Abstract 189P
Background
Targeted therapies improve the clinical outcome of cancer treatment. However, in solid tumors a cancer cell subpopulation survives during initial therapy and evolves into drug tolerant persister cells (DTPs) that maintain a residual disease reservoir. Residual disease contributes to lethal tumor progression; identifying and eliminating DTPs could benefit future treatment paradigms. We have shown that Hippo pathway effector Yes Associated Protein-1 (YAP1), a transcriptional co-regulator, is activated in oncogene-driven cancers in response to targeted therapy and maintains the DTP phenotype. In this study, we develop and validate a deep learning-based predictive model for the identification of active YAP1-mediated DTP states from hematoxylin & eosin (H&E) and immunohistochemistry (IHC) images of lung and skin cancer.
Methods
H&E and/or paired YAP1-stained IHC images from clinical models of lung and skin cancer were collected throughout targeted therapy and annotated for active YAP1-containing cells with semi-automation using high performance computing clusters. A modified U-Net algorithm was used for image segmentation, training, validation, and testing.
Results
2,267 images were annotated, producing over 80,000 patches containing YAP positive cells that comprised the training dataset. Subsequently, we constructed a customized deep-learning model to detect YAP positive DTP cell states from whole histopathological image slides. The model achieved 0.9091, 0.8949, and 0.902 accuracy in training, validation, and testing datasets for lung cancer, respectively. We applied our model to an external dataset of LUAD diagnostic H&E images (n=541) for YAP1 prediction and showed higher YAP1 scores correlate with poor overall survival.
Conclusions
Our model detects YAP1 activation-mediated DTPs throughout targeted therapy treatment. Following further clinical validation, model implementation into routine cancer care in the future could identify patient subpopulations with YAP1 activated tumors who would most benefit from receiving YAP1-targeted small molecule inhibitors.

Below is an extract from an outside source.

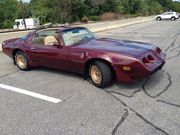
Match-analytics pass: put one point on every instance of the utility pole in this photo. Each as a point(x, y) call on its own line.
point(22, 12)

Clinical trial identification
Editorial acknowledgement
Legal entity responsible for the study
University of California, San Francisco.
Funding
National Science Foundation Graduate Research Fellowship Program, Helen Diller Comprehensive Cancer Center, University of California Discovery Fellowship.
Disclosure
T. Bivona: Financial Interests, Institutional, Research Funding: Novartis, Strategia, Kinnate, Revolution Medicines; Financial Interests, Personal and Institutional, Advisory Role: Array/Pfizer, Revolution Medicines, Springworks, Jazz Pharmaceuticals, Relay Therapeutics, Rain Therapeutics. All other authors have declared no conflicts of interest.